C’était la nuit, et j’étais resté seul sur le pont du bateau […] lorsqu’en doublant l’île d’Orléans une lueur terrible vint m’arracher à mes rêveries.

Québec brûle, et tous ses quartiers étagés en amphithéâtre paraissent embrasés à la fois.

Quelle épouvante et quel saisissement !

À plus tard les récits de promenades, les croquis de riants paysages et de villages heureux.

Québec, la vielle capitale, brûle !

La première ville fondée dans le Nouveau Monde, la plus glorieuse, la plus belle et la plus pittoresque du continent, est consumée. Québec, le berceau de la nation canadienne, seconde nation française; Québec, la ville historique, la ville littéraire, la ville artiste; Québec, la cité patriotique, la ville sainte, la gardienne du tombeau de l’héroïque Montcalm, gardienne de nos gloires et du drapeau victorieux à Carillon; Québec va disparaître dans cette effroyable conflagration.
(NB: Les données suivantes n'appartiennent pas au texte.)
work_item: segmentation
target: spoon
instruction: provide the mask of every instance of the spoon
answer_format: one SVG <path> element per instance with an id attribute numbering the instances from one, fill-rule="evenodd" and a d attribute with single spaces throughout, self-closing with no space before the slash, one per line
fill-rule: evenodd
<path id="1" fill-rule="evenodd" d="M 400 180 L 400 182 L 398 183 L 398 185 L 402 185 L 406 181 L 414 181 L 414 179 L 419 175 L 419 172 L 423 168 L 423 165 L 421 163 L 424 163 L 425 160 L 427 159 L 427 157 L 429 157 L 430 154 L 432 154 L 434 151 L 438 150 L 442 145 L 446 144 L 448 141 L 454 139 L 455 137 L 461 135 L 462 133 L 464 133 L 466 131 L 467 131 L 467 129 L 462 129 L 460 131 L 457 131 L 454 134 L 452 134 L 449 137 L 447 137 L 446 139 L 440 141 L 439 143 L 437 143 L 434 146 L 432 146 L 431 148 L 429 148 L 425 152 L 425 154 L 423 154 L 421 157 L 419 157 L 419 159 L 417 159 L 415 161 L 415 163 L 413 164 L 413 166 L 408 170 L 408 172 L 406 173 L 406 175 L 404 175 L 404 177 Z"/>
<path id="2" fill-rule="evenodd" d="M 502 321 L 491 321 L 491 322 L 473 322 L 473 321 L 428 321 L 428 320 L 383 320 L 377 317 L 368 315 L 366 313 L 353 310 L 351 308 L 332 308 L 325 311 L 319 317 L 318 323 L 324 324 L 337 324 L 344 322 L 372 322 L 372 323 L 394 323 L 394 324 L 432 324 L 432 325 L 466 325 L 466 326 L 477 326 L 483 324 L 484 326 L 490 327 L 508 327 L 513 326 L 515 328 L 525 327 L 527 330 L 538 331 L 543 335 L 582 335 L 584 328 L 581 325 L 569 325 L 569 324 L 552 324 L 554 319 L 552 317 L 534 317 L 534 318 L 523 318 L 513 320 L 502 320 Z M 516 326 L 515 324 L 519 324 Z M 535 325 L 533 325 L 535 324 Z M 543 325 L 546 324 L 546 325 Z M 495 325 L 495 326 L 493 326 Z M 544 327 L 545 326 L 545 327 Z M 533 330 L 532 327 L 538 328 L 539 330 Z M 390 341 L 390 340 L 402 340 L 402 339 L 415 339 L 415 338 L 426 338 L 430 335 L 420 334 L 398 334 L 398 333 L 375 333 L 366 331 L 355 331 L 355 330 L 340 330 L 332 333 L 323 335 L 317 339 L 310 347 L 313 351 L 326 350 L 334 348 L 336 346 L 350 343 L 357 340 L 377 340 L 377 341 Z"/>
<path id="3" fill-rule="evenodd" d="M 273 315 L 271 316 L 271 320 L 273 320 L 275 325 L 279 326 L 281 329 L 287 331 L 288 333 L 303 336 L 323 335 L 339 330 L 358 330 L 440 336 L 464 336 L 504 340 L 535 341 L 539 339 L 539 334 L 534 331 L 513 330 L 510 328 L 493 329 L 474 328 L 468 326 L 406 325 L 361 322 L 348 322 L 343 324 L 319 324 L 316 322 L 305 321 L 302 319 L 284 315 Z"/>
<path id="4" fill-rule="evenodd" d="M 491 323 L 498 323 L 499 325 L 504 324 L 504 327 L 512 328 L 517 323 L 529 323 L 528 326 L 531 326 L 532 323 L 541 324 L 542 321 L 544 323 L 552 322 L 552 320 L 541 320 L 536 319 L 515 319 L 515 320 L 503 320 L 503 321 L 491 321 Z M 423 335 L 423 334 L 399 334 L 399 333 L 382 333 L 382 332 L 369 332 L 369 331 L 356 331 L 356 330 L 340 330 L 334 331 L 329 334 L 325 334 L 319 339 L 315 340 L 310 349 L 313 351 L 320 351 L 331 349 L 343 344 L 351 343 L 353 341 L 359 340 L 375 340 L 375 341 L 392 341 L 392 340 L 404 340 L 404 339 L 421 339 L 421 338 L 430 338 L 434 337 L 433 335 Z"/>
Nous débarquons dans la basse-ville, abandonnée et silencieuse, non atteinte encore, et tout le monde court vers les quartiers incendiés. Tout semble fini, et le vent, portant les flammes dans la direction de la campagne [vers l’ouest donc], va sauver le reste de la ville et garantir le magnifique palais du Parlement et des ministères, situé non loin de là et qui est une copie fidèle de notre palais du Louvre et des Tuileries.

Mais les deux quartiers, les quartiers Saint-Jean et Montcalm, 700 maisons, une église et divers monuments sont anéantis; quinze rues, parmi lesquelles les rues de Richelieu, d’Aiguillon, Saint-Jean, Berthelot, Claire-Fontaine, de Latourelle, etc., n’existent plus, 2,500 familles sont sans asile.

Les pertes en argent s’élèvent à quinze millions. Quatre millions seulement sont couverts par les compagnies d’assurances.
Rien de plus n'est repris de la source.